На ней была шляпа. Удивительная черная шляпа из крашеной соломки с широченными полями, надетая ассиметрично, с таким расчетом, чтобы окружающему миру открывались только одно ухо с длинной серьгой, скула, щека и подбородок. Ничего более нелепого, чем это пятно эрзац-романтизма в вагоне метрополитена, днем! — было невозможно себе представить.

Историй! Мучительно хотелось историй. Может быть эта дама — поэтесса и едет с собственного авторского «вечера»? Стихи ее удушающе однообразны, тоскливы; поклонников — нет (даже поклонниц), некому составить ей компанию в одиноком путешествии домой, к кастрюлям и должности помощника главного бухгалтера в универсальном магазине. Или она — продавщица отдела бытовой химии этого самого магазина. И стихов не пишет. То есть, возможно, и пишет, но не читает их даже лучшей подруге, потому что все они о любви, а какая любовь, когда единственно возможные мужчины — грузчики — пригласят в подсобку на восьмое марта, и то, если повезет.

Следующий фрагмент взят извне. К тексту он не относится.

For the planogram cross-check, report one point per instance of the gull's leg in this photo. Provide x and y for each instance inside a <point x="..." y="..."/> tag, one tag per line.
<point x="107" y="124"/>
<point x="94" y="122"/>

Дешевый алкоголь — непредсказуемые последствия.

Видимые глазу черты лица были стерты и невыразительны: мясистое ухо с припухлой грушеобразной мочкой, невнятная линия подбородка, безвольный усатый рот. Нет. Не Одри Хепберн. «Не мудрено, что ты вянешь до времени».

Она встала с дерматиновой скамьи, блеснула на прощание небрежно накрашенным глазом, вышла из вагона. Прочь от моего любопытства, в ласточкины гнезда новых домов, где в одной из норок располагается ее крепость, ее дворец: сложная эклектика из полированной мебели, ассортимента магазина «Икея» и китайской пластмассы. Вслед за ней отправились ее духи, неожиданно нежные, слегка цветочные, подходящие этой шляпе и поздней весне, но совершенно чуждые женщине на закате юных лет.

Ее провожал взглядом весь вагон. Все, независимо от пола, возраста, читаемой литературы отвлеклись от спутников, текстов, мыслей, подземного сна и посмотрели ей вслед. Что хотели увидеть? Точный ответ? Разгадку? Узнать, что случилось, что повернулось в сознании, если она надела на голову этот крик отчаявшейся женственности?

Широкие поля — искусственная тайна, как фальшивые бриллианты: не драгоценности, но блестят, а не у всех есть фамильные. Атласная ленточка извивается сквозь соломенные порожки — черная река — мини Лета — память смертная. И наконец, тулья — упрощенный Инь, тень мироздания, ночь Вселенной.

Как она видела себя? Обворожительной и загадочной, томной и непредсказуемой, печальной и упоительной? Может быть, просто вняла рекомендациям дамского глянца, где тяжелые циничные тетки не без тайной мстительности советуют юным и воздушным, что, когда и как носить. Впрочем, разве их, эфемерных, испортишь топами, шпильками, пайетками? Простым смертным куда хуже: стоит только надеть лиловые шорты и желтый жакет имени Жаклин Кеннеди или, скажем, соломенную шляпу, черный плащ и сапоги на золотой игле с носом «Нет насилию!» — и окружающие несдержанно хмыкают, цокают языками и пялятся вслед.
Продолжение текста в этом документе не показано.